Cheat-Seeking Missles

Tuesday, April 29, 2008

Boris, Ken, Barack And Hillary

There's another election going on that we in America aren't too aware of: Boris Johnson (right) is running against one of the great men we love to hate ("great" addresses "love to hate," not "men"), London mayor Ken Livingstone (left).

You'd think this would be a race about issues. After all, Livingstone has made himself into a symbol for post-modern, hard-left thinking, as Anne Appelbaum points out today in Slate:
His need to attract attention manifests itself in other ways: the expensive celebration he had planned to commemorate 50 years of Fidel Castro's dictatorial rule, for example, or his public embrace of a Muslim cleric who defends suicide bombing and advocates the death penalty for homosexuals. ... He called the U.S. ambassador to Britain a "chiseling little crook" and told a Jewish journalist he was behaving "like a concentration camp guard."
Eech. Less familiar to most of us is Johnson, but he's every bit as much a character:
Though he's been more staid than usual during the mayoral campaign, Boris is a man who can't stop telling jokes, whether at the expense of the aforementioned mistress or the people of Portsmouth (a city of "drugs, obesity, underachievement and Labour MPs").

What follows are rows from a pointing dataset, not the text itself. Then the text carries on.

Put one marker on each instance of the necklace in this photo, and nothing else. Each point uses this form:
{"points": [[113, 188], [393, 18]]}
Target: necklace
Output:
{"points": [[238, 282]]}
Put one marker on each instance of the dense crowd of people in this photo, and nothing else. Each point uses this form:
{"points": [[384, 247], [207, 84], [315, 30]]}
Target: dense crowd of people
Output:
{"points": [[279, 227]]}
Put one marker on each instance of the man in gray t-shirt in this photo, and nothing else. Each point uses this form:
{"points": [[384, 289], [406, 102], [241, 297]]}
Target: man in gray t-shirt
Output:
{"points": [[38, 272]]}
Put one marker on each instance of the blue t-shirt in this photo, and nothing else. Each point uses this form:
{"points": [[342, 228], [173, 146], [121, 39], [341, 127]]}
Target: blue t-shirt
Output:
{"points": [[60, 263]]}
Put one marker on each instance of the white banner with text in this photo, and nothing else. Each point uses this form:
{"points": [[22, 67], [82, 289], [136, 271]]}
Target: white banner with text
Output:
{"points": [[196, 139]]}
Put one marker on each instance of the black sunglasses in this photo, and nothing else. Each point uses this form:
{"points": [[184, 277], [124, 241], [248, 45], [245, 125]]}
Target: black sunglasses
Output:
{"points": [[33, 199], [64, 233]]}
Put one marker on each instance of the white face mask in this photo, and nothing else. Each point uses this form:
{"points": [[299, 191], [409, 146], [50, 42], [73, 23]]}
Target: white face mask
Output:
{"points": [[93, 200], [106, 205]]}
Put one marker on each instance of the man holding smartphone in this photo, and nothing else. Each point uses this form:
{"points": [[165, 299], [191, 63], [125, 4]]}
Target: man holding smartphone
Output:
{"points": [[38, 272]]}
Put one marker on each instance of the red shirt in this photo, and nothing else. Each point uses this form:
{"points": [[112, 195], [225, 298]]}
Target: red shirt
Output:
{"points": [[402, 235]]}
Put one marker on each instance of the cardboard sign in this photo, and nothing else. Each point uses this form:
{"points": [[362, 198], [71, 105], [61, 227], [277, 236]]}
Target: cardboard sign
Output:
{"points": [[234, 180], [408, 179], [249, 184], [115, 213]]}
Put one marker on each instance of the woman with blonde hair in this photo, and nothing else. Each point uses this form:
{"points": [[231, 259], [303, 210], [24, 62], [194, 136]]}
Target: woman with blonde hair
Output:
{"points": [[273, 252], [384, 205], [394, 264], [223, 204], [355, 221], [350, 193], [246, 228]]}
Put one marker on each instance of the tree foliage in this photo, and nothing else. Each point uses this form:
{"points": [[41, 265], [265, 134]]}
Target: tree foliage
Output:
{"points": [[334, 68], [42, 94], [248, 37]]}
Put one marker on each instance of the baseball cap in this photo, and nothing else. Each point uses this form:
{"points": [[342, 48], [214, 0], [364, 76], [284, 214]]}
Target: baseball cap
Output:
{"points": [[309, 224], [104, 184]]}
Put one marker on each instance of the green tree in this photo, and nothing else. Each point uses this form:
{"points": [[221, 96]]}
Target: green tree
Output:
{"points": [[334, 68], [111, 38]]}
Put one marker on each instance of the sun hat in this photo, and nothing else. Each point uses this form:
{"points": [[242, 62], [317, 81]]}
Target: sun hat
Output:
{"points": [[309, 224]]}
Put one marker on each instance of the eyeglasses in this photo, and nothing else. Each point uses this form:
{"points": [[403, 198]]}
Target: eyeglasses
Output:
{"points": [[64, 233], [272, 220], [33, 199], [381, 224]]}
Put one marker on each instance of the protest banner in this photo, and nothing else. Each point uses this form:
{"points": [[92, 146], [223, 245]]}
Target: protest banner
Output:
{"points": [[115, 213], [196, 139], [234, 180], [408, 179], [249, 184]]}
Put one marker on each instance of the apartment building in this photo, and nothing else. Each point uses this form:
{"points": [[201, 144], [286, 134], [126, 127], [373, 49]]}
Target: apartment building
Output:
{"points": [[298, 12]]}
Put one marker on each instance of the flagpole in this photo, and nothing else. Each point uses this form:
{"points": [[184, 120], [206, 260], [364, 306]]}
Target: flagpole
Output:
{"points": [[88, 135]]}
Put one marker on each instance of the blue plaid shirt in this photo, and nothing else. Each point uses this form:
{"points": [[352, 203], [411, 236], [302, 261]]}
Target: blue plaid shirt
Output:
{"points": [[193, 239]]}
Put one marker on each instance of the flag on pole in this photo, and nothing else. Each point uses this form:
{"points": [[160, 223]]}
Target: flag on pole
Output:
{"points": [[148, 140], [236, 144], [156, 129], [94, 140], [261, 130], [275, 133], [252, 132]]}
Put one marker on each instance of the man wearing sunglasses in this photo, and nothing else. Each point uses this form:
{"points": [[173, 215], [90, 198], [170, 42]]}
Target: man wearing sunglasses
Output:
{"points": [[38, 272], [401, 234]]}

Adjectives like mop-haired, blustering, and old Etonian appear in just about every profile of him ever written. So does his most famous quotation—"Voting Tory will cause your wife to have bigger breasts and increase your chances of owning a BMW M3"—though that line is misleading since his sense of humor is usually far more self-deprecating. "Beneath the carefully constructed veneer of a blithering buffoon," he once remarked, "there lurks a blithering buffoon."
Of course we'll track this election (election day is May 1) because it could spell the end of Livingstone's horrific reign, but Applebaum says it's more than a clash of two very different belief systems:
But it's nevertheless worth watching because this campaign could well be a blueprint for the elections of the future since it is postmodern and post-ideological in the deepest sense: In a world in which "issues" are not the issue and ... there's nothing left to talk about except who said what to whom and whose tongue was sharper while doing so.
Sound like our Dem primary? More than a bit. But this is, in effect, a general election, not a primary.

Let's hope this is another way America keeps itself cut off from its European roots.